On Tuesday, Paul O’Higgins SC, for the men, put to Mr Hughes that Ryanair was not the kind of place where “live meetings” of staff took place because pilots would not want to be identified as having been part of a formal trade union.

Mr Hughes said Ryanair was “not a union company”, does not have union meetings and could not stop people having meetings. “What people do outside work is none of our business”.

Mr O’Higgins said his clients would say the Ryanair style of management was bullying and abusive.

Mr Hughes disagreed and rejected suggestions there was no parity between the tone of communications put out by Ryanair and that of the RPG. Use of European "Cockup" Association for the European Cockpit Association was simply part of two-way criticism between the groups, he said.

He believed some of those communications, accusing Ryanair of bullying, were abusive of management because, he said, there was no basis for saying there was bullying in Ryanair.

He said an employee facing disciplinary proceedings in Ryanair could have a colleague or a lawyer accompany them to a meeting but the company would not accept any trade union official accompanying them.

“They are entitled to be represented but there is no entitlement to bring a third party trade union official in”, he said. He disagreed that policy in itself was bullying. “When you join Ryanair, you know we don’t recognise trade unions and that is what you sign up for”.

Mr Hughes said the Ryanair representative system, known as employee representative committees (ERCs), was working and the proof of that was high pay and a favourable rostering system. It was collective but did not operate on a national or European-wide basis because circumstances differed at Ryanair's individual bases.

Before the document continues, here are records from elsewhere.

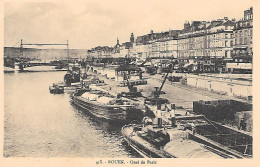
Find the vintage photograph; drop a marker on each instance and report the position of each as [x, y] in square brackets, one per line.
[128, 79]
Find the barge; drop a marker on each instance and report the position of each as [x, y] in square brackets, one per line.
[103, 105]
[186, 137]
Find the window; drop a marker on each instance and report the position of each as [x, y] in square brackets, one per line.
[245, 40]
[226, 53]
[226, 43]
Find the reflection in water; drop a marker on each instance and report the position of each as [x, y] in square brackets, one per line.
[40, 124]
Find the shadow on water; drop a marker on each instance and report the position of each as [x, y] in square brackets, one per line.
[108, 129]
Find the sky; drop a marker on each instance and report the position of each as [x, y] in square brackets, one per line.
[91, 23]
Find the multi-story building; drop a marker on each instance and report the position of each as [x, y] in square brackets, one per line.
[243, 44]
[100, 52]
[202, 43]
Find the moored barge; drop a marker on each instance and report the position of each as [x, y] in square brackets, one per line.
[103, 105]
[186, 137]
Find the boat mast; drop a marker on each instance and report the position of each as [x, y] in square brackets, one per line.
[68, 51]
[21, 48]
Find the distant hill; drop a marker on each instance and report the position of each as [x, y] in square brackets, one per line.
[44, 54]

Mr Hughes disagreed with Mr O’Higgins’ this was a “meaningless mantra” because the reality was the ERCs are split into 87 different bases around Europe, are weak, and designed to be so by dividing them into “penny packets”.

Mr O’Higgins compared this to the French strategy in the second World War of organising their tanks in groups of five or six at different locations only to be bulldozed by German tank divisions. “I don’t think it worked out well for the Germans in the end”, Mr Hughes said.

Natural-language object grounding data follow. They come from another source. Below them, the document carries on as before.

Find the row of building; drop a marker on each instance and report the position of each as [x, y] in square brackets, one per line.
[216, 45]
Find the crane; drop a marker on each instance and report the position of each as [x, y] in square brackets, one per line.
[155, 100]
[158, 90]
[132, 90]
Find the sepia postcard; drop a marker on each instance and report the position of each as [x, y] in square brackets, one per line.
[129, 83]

Counsel said it was also a “mantra” that all pilots earned €150,000 a year.

Mr Hughes said while €150,000 is a captain’s salary, a starting salary for a first officer was between €70,000 to €80,000 and differs again for the 50 per cent on contracts.

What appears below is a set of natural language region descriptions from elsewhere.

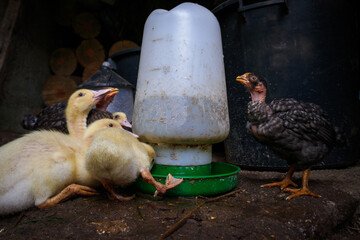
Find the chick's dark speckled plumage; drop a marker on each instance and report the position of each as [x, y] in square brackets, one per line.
[53, 118]
[296, 131]
[299, 132]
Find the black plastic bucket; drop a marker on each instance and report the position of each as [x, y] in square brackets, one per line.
[308, 50]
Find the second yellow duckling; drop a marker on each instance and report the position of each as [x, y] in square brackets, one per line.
[39, 165]
[115, 157]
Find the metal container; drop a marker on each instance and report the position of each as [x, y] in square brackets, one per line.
[106, 77]
[308, 50]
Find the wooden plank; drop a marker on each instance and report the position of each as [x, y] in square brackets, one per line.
[6, 31]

Ryanair pilots have to pay for their own company identity cards and proof of the strength of the ERC system was, when that became an issue, a €5,000 payment for that was agreed as part of negotiations, he said.

When Mr O’Higgins put to him that, when 10 pilots on contracts raised it as an issue, arguing paying for ID cards was not in their contracts, the agency dismissed all 10. Mr Hughes said that was a matter between the pilots and the agency.

He disagreed pilots were told that, unless they sign up straight away to a new ERC negotiated agreement, their favourable five day-on four day-off roster would go. What was said was the roster would stay in force for the duration of the agreement, he said.

The hearing continues before a judge and jury.